Similarly, at a macro level, states should have the option to form “accountable care states.” Accountable care states would have a global target for all health care spending by both public and private payers. They would be encouraged and empowered to achieve savings by implementing innovative payment and delivery system reforms (including reforms to scope of practice), price transparency initiatives, and administrative efficiencies. Accountable care states would receive enhanced flexibility and implementation grants to develop and implement savings plans.

If actual health care spending falls below the global target, states would be eligible for substantial bonus payments. To receive bonus payments, states would need to meet performance targets on publicly reported measures of cost, quality, and access—and would receive higher bonus payments for higher performance. “

The other insidious reduction made is to Medicaid by mandating that HMO’s in Medicaid stick to a competitive bidding process instead of receiving a fixxed payment from States (which currently sets the standard of care). Folks, this is a race to the bottom. 71% of people in Medicaid were placed into managed care programs (as per a 2010 50 State study.) Two-thirds of the studied States reported that their members had trouble accessing services. The new healthcare law makes Medicaid available to uninsured people under 133% of the FPL. In a healthcare setting reduced through competitive bidding, and with restricted care through managed care systems, more access to Medicaid does not sound desirable or even safe for medical patients.

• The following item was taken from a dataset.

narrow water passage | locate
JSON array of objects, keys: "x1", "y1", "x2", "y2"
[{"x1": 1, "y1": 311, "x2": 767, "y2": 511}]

Reinforcing that this is the Democrat’s plan is the subsequent Tax/Spending reform report, out today, from CAP, which includes 385 billion in cuts, identified as those described above. Spending cuts begin on Page 17. Jared Bernstein, former Obama Administration economist, rolls out the CAP plan as the ‘progressive’ plan in a HuffPo post HERE. This is a classic bait-and-switch, because within this Tax reform/fiscal cliff plan lurks the “Senior Protection Plan”.